Abstract

Internet Data Center (IDC) is one of important emerging cyber-physical systems. To guarantee the quality of service for their worldwide users, large Internet service providers usually operate multiple geographically distributed IDCs. The enormous power consumption of these data centers may lead to both huge electricity bills and considerable carbon emissions. To mitigate these problems, on-site renewable energy plants are emerging in recent years. Since the renewable energy is intermittent, greening geographical load balancing (GGLB for short) has been proposed to reduce both the electricity bills and carbon emissions by following the renewables. However, GGLB is not able to well deal with the wildly fluctuating wind power when applied into IDCs with on-site wind energy plants. It may either fail to minimize the total electricity bills or incur the costly frequent on---off switching of servers. In order to minimize the total electricity bills of geographically distributed IDCs with on-site wind energy plants, we formulate the total electricity bills minimization problem and propose a novel two-time-scale load balancing framework TLB to solve it.
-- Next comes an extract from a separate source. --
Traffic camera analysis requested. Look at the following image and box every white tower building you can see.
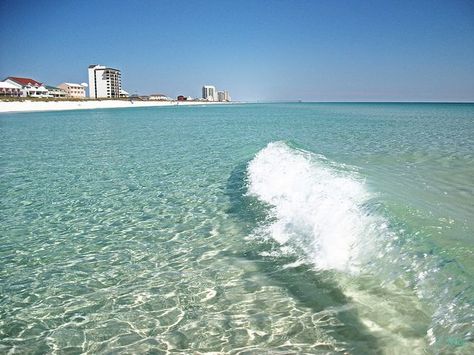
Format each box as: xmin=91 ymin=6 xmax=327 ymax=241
xmin=202 ymin=85 xmax=217 ymax=101
xmin=88 ymin=65 xmax=122 ymax=99
xmin=217 ymin=90 xmax=231 ymax=102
First, TLB models the runtime cooling efficiency for each IDC. Then it predicts the future fine-grained (e.g., 10-min) on-site wind power output at the beginning of each scheduling period (e.g., an hour). After that, TLB transforms the primal optimization problem into a typical mixed-integer linear programming problem and solves it to finally obtain the optimal scheduling policy including the open server number as well as the request routing policy. It is worth noting that the open server number of each IDC will remain the same during each scheduling period. As an application instance of TLB, we also design a two-time-scale load balancing algorithm TLB-ARMA for our experimental scenario. Evaluation results based on real-life traces show that TLB-ARMA is able to reduce the total electricity bills by as much as 12.58 % compared with the hourly executed GGLB without incurring the costly repeated on---off switching of servers.